Tuesday, Mar. 27, 2007 - 00:02

Allow me to make some stuff up and then pretend I know what I'm talking about, okay?

I'm not a doctor, and I know that's probably surprising, because I do have what could be described as an authoritarian air about me. But it's true, I'm not. What I'm going to tell you is all made up. But it's probably right, too, so it won't hurt you to believe it. I'm a Pisces, I know things.

See, we have these guys who live inside us. They have long names that are often abbreviated. They are good guys. They live in our intestines. And I don't really know what they do but I'm guessing that what they do is eat our poo. They eat our poo to make it the poopiest poo it can possibly be.
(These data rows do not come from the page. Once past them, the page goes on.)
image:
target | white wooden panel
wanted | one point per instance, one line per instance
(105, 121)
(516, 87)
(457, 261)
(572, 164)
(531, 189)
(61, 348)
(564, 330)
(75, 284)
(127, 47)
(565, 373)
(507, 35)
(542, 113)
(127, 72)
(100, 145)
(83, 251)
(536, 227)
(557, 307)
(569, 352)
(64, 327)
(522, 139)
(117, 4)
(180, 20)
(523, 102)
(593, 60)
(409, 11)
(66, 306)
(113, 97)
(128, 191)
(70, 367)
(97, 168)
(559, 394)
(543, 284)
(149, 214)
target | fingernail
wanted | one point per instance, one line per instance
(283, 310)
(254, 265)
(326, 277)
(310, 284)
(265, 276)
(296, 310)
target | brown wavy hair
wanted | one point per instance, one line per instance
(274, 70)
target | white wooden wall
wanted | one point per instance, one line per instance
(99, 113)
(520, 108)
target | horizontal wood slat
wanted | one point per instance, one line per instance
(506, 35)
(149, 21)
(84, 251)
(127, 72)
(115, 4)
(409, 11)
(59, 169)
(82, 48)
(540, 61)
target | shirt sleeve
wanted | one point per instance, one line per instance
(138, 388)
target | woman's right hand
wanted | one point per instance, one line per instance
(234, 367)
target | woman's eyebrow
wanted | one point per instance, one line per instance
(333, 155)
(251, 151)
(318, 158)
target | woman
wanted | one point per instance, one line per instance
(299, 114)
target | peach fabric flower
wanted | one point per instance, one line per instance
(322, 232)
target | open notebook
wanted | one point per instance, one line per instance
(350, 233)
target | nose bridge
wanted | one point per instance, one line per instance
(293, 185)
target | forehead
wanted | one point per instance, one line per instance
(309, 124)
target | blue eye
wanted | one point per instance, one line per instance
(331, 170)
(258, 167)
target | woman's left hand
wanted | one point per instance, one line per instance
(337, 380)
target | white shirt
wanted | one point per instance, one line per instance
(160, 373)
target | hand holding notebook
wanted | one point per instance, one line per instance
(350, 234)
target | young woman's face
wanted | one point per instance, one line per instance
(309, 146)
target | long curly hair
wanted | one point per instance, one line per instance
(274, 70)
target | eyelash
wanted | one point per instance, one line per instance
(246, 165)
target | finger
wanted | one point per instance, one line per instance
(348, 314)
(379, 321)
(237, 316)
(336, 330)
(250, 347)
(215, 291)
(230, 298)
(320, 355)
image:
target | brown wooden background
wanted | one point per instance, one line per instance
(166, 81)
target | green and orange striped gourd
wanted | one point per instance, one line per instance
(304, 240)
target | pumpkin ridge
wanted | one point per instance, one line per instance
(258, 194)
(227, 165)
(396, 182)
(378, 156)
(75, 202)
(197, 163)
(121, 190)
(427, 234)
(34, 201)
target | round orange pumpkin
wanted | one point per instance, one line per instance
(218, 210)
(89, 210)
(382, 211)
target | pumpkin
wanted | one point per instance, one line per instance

Without these guys, our poo would be full of things that don't need to go into poo, things that don't need to be pooped out. So they eat the poo that's not poopy enough, and then they poo into our poo (probably), and we poo it all out in the form of really poopy poo.

Sometimes these little guys go away. Maybe they die and we poo out all their little dead corpses. And then, since we don't have their help with our poo, we have poo problems. Without our little friends, woe is us.

You can get new little guys, though. You can buy them in a bottle, or they also come in yogurt and other things. So eat yogurt, or take your pills, to ensure pure poopy poo.